Com tantos anos de vida e de poder às costas, Yoweri Museveni pode garantir que as eleições desta semana não sejam um obstáculo sólido à sua 7ª reeleição, nem que seja, como está a acontecer, com uma perseguição feroz à oposição e aos seus candidatos.

Mas a biologia não perdoa e aos 81 anos sabe que a sucessão na liderança do Movimento de Resistência Nacional, ou apenas "O Movimento", como é mais conhecido localmente, está a marcar estas eleições, onde concorre com sete candidatos, de forma ainda mais conturbada que as críticas da oposição.

Oposição que tem em Bobi Wine, da Plataforma de Unidade Nacional, o seu principal candidato na por muitos considerada vã tentativa de destronar Musevini nesta quinta-feira, e que se tem mostrado um férreo adversário com as forças de segurança sempre no seu encalce.

É a segunda tentativa de Wine, de 43 anos, para retirar o Presidente Musevini do Palácio em Kampala, depois de em 2021 ter ficado pelos 35%, contra 58% do incumbente, numas eleições, como as desta semana, marcadas pela violência e pela acusação de fraude generalizada.

E o mesmo vai acontecer desta vez, como se pode perceber pela forma como o regime ugandês se colocou todo ao serviço de Yoweri Museveni, onde desponta como comandante militar o seu filho, general Muhoozi Kainerugaba, nomeado por si Chefe das Forças de Defesa de Uganda.

Esta nomeação foi, na altura, em 2024, vista internamente, mas também no exterior, como o início de um processo de substituição de Musevini, embora o próprio, já na condição de chefe militar, tenha cometido alguns erros, especialmente ameaçando líderes da oposição com violência...

Mas aquele que parece ter sido o seu maior erro foi ameaçar os países vizinho de invasão e ocupação, através das redes sociais onde tem presença assídua e já deixou saber que quer ser Presidente do Uganda, dê por onde der...

Apesar de a reeleição estar assegurada, mesmo no meio das fortes e bem identificadas suspeições de fraude, a sucessão de Musevini é o tema mais saliente desta campanha devido à sua avançada idade e problemas de saúde que o regime tem procurado esconder ao longo dos anos.

Só que tal sucessão dificilmente será por um elemento da oposição no contexto de eleições democráticas e limpas, antes por um elemento do regime que "O Movimento" deverá apontar nos próximos anos, ou mesmo meses, embora o próprio já tenha dito que precisa de mais um mandato de quatro anos para "consolidar os ganhos do desenvolvimento e da paz".

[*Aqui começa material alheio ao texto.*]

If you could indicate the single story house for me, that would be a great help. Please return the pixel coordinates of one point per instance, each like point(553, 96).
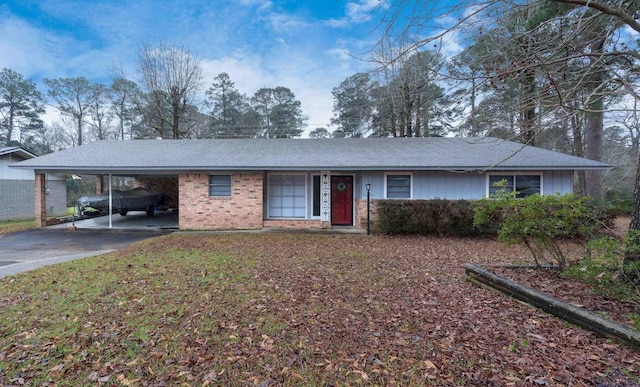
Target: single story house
point(314, 183)
point(16, 187)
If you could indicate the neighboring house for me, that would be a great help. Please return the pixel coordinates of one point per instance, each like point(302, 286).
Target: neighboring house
point(316, 183)
point(16, 187)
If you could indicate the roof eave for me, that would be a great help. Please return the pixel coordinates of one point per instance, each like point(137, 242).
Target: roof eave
point(178, 170)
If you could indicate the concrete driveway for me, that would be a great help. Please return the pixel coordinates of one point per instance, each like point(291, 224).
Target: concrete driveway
point(28, 250)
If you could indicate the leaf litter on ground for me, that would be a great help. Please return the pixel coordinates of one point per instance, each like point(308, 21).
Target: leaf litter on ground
point(291, 309)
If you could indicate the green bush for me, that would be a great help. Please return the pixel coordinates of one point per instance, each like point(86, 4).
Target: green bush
point(427, 217)
point(541, 221)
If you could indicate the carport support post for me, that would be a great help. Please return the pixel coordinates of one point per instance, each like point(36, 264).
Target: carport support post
point(110, 202)
point(99, 183)
point(41, 200)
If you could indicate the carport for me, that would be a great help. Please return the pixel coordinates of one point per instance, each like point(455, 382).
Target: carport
point(162, 219)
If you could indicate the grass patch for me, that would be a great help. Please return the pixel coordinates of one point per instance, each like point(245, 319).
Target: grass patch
point(10, 226)
point(275, 309)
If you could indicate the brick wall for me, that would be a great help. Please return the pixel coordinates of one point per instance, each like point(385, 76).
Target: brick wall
point(16, 199)
point(168, 186)
point(199, 211)
point(361, 213)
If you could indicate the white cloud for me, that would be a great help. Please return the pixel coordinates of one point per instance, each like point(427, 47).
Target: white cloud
point(28, 51)
point(357, 12)
point(340, 53)
point(260, 4)
point(281, 22)
point(363, 9)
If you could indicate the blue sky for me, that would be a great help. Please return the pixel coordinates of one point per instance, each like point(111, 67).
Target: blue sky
point(307, 46)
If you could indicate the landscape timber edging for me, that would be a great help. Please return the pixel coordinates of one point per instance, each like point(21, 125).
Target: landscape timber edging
point(573, 314)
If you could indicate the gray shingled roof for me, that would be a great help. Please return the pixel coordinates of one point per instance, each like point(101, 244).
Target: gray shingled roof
point(16, 149)
point(172, 156)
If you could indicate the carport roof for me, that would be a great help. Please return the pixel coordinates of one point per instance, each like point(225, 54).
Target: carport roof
point(429, 153)
point(5, 150)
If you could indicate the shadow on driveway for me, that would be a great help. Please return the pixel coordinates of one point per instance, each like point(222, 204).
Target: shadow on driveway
point(28, 250)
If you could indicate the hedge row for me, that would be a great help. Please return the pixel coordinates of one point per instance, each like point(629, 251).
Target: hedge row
point(449, 217)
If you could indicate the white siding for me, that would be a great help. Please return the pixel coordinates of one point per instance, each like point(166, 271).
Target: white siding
point(463, 185)
point(7, 173)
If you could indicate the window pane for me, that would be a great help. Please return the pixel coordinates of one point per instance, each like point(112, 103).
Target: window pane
point(527, 185)
point(499, 182)
point(399, 186)
point(287, 196)
point(316, 196)
point(220, 185)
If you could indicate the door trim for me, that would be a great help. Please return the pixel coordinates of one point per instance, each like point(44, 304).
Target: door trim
point(353, 197)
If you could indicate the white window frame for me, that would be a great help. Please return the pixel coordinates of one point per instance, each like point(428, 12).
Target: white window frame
point(306, 196)
point(410, 174)
point(230, 185)
point(514, 175)
point(310, 191)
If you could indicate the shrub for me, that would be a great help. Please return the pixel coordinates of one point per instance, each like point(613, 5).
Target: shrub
point(541, 221)
point(427, 217)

E para isso ser possível, na sua perspectiva, Musevini viu-se "obrigado" a mudar a Constituição por duas vezes de forma a limpá-la dos limites de mandatos e da idade para ser candidato à Presidência ugandesa.

Esta campanha, como, de resto, no passado, tem sido marcada por repetidos episódios de violência e perseguição política, como o demonstra as dezenas de prisioneiros políticos actualmente nas cadeias do país, com destaque para Kizza Besigye, histórico líder da oposição e alvo de anos a fio de vigilância apertada e repressão policial.

E as chamadas de atenção mais sonantes para a ausência de lisura eleitoral têm sido feitas precisamente pela mulher de Kizza Besigye, Winnie Byanyima, que considera estas eleições como uma "mera farsa" dentro de um "Estado militarizado" onde a democracia é uma "película frágil" que desaparece com um sopro presidencial sempre que necessário.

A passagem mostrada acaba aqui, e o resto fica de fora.